Major Arena Soccer League
- Season: 2021
- Champions: San Diego Sockers
- Matches: 55
- Goals: 604 (10.98 per match)
- Top goalscorer: Ian Bennett (19 goals)
- Biggest home win: Kansas City Comets 13-4 Dallas Sidekicks (February 12, 2021) (March 14, 2021)
- Biggest away win: Ontario Fury 6-14 St Louis Ambush (March 5, 2021)
- Total attendance: 25,338
- Average attendance: 461

= 2021 Major Arena Soccer League season =

Thirteenth season of the Major Arena League

The 2021 Major Arena Soccer League season is the thirteenth season for the league. While there are 17 teams in the league, only 11 opted to play for the season due to the COVID-19 pandemic.
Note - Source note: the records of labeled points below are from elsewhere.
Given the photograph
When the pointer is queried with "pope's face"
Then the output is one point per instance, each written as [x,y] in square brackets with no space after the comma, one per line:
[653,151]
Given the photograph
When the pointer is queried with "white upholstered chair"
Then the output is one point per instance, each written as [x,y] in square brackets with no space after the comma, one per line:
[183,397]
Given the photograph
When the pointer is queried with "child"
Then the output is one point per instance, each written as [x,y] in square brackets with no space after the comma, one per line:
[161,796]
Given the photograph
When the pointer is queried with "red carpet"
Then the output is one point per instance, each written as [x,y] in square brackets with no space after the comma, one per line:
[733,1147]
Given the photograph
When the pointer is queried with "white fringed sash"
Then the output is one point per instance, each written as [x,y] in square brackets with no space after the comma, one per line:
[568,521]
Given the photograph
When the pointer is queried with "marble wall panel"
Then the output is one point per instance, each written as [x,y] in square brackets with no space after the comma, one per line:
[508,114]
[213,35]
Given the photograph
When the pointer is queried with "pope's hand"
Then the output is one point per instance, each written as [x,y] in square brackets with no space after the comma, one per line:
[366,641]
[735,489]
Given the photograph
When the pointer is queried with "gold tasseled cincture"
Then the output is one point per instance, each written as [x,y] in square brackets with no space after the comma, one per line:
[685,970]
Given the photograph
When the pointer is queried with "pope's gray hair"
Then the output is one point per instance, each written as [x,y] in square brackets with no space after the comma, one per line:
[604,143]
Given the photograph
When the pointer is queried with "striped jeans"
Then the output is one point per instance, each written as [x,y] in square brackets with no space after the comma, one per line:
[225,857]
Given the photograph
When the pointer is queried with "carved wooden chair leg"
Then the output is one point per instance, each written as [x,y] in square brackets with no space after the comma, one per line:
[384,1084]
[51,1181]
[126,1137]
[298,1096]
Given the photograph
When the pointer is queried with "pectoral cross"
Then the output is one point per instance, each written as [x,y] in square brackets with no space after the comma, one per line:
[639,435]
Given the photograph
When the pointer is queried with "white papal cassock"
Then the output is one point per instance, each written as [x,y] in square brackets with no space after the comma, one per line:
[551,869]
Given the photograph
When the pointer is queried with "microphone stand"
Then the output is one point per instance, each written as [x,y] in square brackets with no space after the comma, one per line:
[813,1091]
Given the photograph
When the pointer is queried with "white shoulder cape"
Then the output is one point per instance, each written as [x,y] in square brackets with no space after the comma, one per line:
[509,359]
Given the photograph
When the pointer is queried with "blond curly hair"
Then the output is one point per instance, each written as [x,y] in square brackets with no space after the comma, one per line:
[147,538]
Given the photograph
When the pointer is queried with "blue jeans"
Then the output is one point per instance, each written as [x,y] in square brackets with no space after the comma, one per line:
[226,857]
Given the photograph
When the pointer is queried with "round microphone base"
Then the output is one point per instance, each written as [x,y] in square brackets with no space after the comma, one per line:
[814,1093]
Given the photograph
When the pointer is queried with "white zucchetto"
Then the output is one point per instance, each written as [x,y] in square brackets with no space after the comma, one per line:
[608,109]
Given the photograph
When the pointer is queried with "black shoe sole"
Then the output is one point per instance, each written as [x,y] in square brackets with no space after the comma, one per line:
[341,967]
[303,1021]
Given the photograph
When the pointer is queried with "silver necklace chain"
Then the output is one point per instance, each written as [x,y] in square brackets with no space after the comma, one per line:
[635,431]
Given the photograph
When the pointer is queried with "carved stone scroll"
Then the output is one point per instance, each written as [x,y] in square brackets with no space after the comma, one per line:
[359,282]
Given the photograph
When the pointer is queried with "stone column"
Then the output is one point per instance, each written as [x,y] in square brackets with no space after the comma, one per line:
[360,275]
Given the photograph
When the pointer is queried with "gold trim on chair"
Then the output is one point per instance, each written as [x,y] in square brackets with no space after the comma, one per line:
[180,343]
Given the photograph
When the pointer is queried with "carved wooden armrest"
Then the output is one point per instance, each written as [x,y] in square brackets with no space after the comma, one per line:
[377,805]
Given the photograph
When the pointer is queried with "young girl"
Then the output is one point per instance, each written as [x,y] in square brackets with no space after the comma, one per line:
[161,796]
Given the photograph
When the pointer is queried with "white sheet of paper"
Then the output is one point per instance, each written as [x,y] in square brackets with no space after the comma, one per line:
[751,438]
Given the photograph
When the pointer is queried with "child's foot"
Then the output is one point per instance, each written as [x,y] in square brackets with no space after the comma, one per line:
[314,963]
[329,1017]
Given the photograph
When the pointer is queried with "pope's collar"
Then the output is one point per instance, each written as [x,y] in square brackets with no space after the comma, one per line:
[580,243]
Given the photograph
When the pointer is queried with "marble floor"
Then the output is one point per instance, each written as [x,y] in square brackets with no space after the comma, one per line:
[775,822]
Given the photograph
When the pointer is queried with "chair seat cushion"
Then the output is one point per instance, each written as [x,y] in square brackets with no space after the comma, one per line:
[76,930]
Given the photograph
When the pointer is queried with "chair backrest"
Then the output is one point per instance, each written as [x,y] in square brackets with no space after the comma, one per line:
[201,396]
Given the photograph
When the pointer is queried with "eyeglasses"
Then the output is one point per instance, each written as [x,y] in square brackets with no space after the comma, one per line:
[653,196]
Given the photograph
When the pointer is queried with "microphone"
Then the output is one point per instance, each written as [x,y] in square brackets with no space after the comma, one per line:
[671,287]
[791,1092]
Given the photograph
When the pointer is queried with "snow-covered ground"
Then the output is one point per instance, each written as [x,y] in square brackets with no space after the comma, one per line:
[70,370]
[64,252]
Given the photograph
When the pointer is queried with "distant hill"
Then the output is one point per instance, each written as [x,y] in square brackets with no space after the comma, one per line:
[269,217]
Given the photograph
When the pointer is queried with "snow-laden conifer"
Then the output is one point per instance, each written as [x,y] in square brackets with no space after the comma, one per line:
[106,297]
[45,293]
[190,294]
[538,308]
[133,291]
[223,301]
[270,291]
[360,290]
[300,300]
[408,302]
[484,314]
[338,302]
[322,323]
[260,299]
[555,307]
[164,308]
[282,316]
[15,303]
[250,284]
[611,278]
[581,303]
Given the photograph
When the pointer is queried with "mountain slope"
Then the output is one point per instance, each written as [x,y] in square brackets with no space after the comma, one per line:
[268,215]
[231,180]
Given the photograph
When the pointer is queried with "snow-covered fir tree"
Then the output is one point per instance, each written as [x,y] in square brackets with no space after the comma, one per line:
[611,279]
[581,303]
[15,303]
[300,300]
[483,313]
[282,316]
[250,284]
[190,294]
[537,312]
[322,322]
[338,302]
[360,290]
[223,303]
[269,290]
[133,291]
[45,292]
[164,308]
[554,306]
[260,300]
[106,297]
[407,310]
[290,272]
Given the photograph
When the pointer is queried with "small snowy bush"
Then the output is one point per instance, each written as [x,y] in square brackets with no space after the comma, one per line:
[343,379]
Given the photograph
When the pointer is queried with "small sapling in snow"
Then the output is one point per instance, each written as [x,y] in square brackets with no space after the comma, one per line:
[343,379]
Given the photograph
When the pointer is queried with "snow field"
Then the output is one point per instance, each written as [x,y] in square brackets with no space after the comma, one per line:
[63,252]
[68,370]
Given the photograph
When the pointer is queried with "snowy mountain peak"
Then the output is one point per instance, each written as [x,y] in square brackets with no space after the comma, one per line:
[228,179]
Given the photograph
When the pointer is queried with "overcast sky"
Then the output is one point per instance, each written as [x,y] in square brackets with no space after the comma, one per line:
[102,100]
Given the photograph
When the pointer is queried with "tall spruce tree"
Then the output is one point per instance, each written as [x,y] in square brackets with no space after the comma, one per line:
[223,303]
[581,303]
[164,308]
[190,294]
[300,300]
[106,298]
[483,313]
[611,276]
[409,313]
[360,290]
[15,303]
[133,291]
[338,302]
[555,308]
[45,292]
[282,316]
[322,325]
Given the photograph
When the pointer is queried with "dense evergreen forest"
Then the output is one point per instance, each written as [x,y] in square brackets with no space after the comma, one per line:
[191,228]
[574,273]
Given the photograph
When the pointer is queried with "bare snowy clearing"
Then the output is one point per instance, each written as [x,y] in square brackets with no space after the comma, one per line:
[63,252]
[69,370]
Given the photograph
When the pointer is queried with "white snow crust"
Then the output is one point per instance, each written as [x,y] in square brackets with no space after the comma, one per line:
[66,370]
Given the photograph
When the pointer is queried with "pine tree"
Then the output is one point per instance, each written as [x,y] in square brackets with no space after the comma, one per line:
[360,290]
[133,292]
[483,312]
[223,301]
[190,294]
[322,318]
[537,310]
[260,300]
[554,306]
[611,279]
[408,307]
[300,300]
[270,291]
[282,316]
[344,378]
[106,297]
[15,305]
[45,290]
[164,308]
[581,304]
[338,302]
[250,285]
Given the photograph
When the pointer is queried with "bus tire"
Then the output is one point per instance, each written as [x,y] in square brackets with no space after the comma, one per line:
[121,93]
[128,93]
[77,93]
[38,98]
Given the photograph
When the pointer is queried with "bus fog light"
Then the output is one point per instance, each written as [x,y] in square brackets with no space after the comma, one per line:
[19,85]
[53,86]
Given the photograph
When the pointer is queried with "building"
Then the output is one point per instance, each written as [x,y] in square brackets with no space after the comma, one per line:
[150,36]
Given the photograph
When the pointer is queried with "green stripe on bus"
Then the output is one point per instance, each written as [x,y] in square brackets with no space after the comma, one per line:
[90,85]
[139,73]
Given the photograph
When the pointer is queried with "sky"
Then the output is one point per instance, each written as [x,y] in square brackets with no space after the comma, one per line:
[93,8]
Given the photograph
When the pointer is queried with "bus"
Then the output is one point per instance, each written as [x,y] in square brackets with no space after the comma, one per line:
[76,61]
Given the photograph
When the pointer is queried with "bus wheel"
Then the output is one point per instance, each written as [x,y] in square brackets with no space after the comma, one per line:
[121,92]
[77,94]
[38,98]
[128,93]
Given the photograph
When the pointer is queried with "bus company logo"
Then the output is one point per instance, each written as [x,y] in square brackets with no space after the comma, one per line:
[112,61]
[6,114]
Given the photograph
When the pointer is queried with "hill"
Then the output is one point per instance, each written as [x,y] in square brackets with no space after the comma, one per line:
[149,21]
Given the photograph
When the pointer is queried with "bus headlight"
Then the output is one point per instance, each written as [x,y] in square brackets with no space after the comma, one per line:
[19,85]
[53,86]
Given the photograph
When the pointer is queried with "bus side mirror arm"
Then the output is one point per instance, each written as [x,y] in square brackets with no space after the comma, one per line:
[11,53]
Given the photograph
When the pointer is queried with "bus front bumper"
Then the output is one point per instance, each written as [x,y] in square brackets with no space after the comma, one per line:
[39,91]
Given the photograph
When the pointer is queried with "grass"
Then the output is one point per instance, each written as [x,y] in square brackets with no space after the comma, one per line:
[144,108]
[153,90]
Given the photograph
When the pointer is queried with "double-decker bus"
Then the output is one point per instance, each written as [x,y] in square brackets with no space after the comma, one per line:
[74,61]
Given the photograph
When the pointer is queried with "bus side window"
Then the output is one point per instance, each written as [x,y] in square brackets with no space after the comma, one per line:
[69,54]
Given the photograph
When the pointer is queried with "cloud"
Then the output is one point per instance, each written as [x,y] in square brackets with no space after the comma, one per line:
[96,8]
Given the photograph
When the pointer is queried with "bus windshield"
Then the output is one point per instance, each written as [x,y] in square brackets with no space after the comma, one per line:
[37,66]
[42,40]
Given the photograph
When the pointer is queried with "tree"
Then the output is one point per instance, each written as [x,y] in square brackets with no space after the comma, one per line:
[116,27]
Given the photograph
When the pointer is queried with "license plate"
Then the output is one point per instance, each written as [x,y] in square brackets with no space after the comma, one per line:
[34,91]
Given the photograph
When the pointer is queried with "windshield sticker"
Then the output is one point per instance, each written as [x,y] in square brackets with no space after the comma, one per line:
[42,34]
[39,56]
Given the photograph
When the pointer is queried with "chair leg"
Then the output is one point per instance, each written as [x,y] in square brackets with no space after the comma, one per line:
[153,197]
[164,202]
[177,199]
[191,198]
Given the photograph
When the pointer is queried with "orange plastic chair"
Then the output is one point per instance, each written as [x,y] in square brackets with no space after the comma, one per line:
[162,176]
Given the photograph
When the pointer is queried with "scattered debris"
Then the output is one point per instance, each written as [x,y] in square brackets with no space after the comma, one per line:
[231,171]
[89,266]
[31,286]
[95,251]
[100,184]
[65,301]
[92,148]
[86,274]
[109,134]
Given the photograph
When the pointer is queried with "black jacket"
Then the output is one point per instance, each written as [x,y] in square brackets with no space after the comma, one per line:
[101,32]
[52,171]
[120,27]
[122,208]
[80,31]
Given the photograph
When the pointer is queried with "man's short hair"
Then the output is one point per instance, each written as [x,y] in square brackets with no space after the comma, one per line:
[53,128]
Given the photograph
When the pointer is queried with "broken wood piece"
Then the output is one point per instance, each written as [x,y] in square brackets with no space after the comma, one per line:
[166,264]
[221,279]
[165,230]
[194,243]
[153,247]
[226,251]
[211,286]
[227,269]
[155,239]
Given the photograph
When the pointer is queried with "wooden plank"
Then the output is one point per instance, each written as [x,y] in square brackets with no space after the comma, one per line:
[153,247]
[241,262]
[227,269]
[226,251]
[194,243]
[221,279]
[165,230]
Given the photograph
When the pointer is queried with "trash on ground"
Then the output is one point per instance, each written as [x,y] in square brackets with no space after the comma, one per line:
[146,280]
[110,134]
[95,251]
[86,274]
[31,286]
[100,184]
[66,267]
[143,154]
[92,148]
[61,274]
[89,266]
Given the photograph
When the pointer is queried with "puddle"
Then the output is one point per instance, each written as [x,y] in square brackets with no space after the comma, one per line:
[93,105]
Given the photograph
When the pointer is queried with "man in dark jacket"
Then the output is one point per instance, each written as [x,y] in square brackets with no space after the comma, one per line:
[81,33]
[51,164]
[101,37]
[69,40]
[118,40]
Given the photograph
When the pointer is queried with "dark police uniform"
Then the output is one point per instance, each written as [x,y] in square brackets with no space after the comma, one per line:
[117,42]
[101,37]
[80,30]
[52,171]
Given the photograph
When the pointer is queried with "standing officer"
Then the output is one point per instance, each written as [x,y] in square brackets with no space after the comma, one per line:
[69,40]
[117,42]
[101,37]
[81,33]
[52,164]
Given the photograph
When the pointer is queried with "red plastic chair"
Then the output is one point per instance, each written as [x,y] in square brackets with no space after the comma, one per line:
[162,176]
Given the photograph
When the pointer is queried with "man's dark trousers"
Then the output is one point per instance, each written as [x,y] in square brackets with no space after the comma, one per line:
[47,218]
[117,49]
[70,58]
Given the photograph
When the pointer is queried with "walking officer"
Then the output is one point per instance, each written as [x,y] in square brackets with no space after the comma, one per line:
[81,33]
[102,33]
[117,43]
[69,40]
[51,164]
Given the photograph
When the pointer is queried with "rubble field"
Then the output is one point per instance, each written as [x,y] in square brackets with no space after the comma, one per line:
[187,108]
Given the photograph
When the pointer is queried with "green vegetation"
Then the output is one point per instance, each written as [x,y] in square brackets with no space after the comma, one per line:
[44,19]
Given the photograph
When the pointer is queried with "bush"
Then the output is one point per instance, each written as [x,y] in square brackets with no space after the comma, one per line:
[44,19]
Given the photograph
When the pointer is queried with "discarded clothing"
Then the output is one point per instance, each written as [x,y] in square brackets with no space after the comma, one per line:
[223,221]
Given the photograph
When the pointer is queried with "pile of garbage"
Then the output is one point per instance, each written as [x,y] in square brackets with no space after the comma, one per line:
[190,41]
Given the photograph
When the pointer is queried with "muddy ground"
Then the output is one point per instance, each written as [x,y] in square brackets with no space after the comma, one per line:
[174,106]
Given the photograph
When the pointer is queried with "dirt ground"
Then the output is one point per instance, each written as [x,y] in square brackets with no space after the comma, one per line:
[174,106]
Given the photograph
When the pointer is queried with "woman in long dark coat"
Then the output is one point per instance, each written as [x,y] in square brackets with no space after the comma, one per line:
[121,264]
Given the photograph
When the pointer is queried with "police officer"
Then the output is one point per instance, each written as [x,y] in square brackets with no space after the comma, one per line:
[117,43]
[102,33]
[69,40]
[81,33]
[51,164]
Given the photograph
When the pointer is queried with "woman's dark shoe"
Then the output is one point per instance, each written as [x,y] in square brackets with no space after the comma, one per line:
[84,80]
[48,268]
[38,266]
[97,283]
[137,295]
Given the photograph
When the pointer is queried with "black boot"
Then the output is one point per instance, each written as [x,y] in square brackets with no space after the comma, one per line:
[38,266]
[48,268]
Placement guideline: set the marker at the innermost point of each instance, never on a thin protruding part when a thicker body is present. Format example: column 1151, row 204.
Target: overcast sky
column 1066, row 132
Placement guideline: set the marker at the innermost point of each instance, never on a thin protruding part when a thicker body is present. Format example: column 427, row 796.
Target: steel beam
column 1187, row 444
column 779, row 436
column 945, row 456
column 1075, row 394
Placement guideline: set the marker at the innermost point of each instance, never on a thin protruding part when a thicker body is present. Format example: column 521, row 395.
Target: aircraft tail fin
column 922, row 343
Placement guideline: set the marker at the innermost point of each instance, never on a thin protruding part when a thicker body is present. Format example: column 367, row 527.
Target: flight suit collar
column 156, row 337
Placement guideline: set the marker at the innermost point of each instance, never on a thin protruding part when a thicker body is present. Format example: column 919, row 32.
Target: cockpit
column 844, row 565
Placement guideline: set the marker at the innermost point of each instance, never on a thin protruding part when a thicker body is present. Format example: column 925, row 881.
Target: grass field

However, by mid-season, four more opted not to play, which only left the league with 7 teams playing.

==Standings==

| Tie-breaking criteria |
|---|
| The ranking of teams was determined as follows: Winning percentage in all matches;; Winning percentage in the matches played between the teams in question;; Goal difference in all matches;; Greatest number of wins;; Fewest number of losses.; |

| Pos | Team | Pld | W | L | GF | GA | GD | PCT |
|---|---|---|---|---|---|---|---|---|
| 1 | Florida Tropics SC | 13 | 10 | 3 | 82 | 59 | +23 | .769 |
| 2 | Ontario Fury | 10 | 7 | 3 | 72 | 51 | +21 | .700 |
| 3 | Kansas City Comets | 12 | 7 | 5 | 92 | 67 | +25 | .583 |
| 4 | St. Louis Ambush | 15 | 8 | 7 | 75 | 89 | −14 | .533 |
| 5 | San Diego Sockers | 10 | 4 | 6 | 41 | 43 | −2 | .400 |
| 6 | Tacoma Stars | 11 | 4 | 7 | 53 | 62 | −9 | .364 |
| 7 | Dallas Sidekicks | 11 | 1 | 10 | 44 | 88 | −44 | .091 |

==Playoffs==
All seven teams participated in the playoffs. The regular-season champion received a bye to the semifinals and chose its opponent from among quarterfinal winners. The no. 2 seed chose its opponent for the quarterfinals. The no. 3 seed had second choice of quarterfinal opponents. Each round was a two-game home-and-home series, subject to arena availability, with a 15-minute mini-game following the second game, if necessary.